例えば、「インスリン」は、血糖値の上昇を抑える機能があり、糖尿病患者にとっては命をつなぐ蛋白質系製剤です。インスリンは、2種のペプチド鎖(A鎖およびB鎖)がシステイン(Cys)残基間で架橋されるジスルフィド(S-S)結合でつながった(カップリングした)構造をもちます。A鎖およびB鎖を酸化的な環境下で混合しただけでは、各鎖の分子内S-S結合形成が優先し、適切に構造を獲得したインスリンを得ることはできないという60年も前からの『定説』がありました。そのため、市販のインスリン製剤は複雑な合成手段で製造されています。そこで本受賞者は、一部のCys残基の硫黄(S)原子をセレン(Se)原子に置き換え、反応性を高めることで、効率的にA鎖とB鎖をカップリングさせることを可能にしました(図1a)。得られたSe含有インスリンは、野生型インスリンと同等の構造と活性を有するばかりか、生体内で分解されにくい特性を有することも証明され(図1b)、体内に長時間留まる持効型の製剤として応用可能であることも実験的に証明されました(図1c)。


〇 どんな応用につながるか
基礎研究および医療の現場に、新しいインスリン製剤を素早く提供できるかもしれません。

〇 今後の展開について
本手法はインスリンだけでなく、様々な蛋白質製剤、ペプチドホルモン、抗体医薬品の製造をも簡便かつスピーディーにするポテンシャルを秘めています。

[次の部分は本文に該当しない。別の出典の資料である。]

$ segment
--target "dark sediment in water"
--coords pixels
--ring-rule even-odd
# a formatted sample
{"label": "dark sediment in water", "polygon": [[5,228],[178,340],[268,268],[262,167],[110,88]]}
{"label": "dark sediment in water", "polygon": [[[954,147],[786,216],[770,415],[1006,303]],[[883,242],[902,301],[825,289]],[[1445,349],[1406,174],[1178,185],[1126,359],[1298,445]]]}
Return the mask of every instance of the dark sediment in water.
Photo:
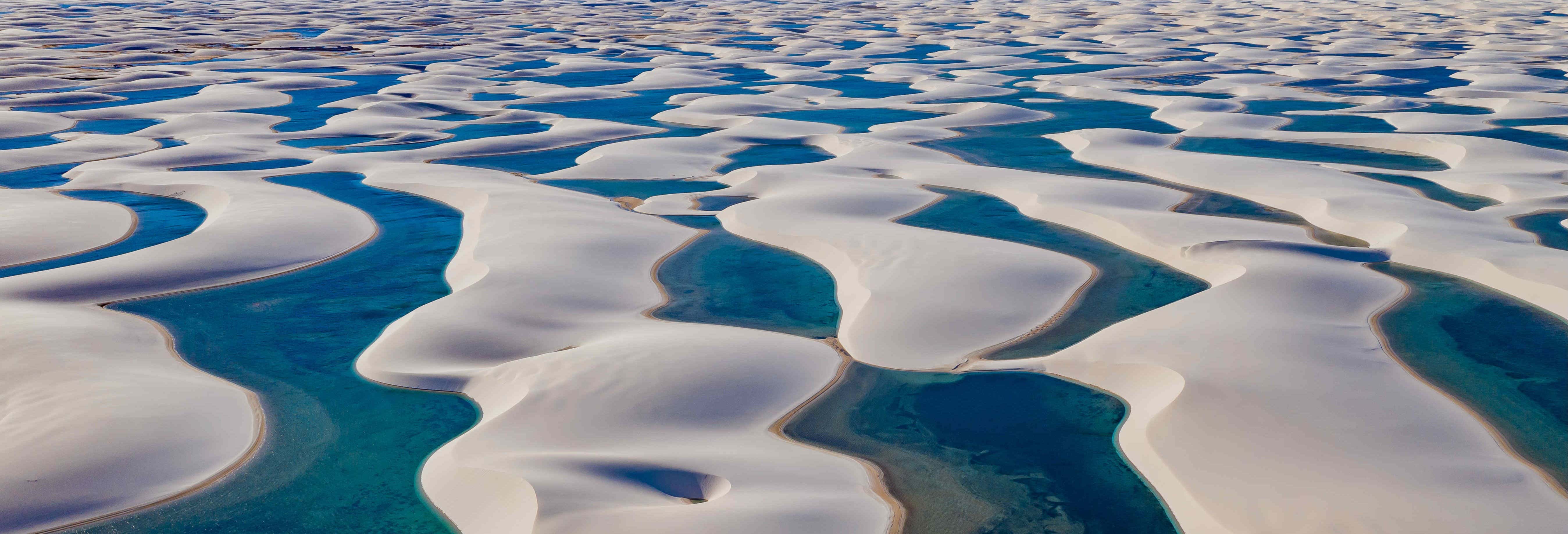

今後は、本研究の汎用性を検証するとともに実用化へ向けて、産学連携的研究を推進していく必要があると考えております。

〇 受験生へのメッセージ
東海大学では、化学、生物、医薬品開発に関連する最先端の研究に触れることができます。ほかの大学にはない本学のオリジナリティあふれる研究に参加してみませんか?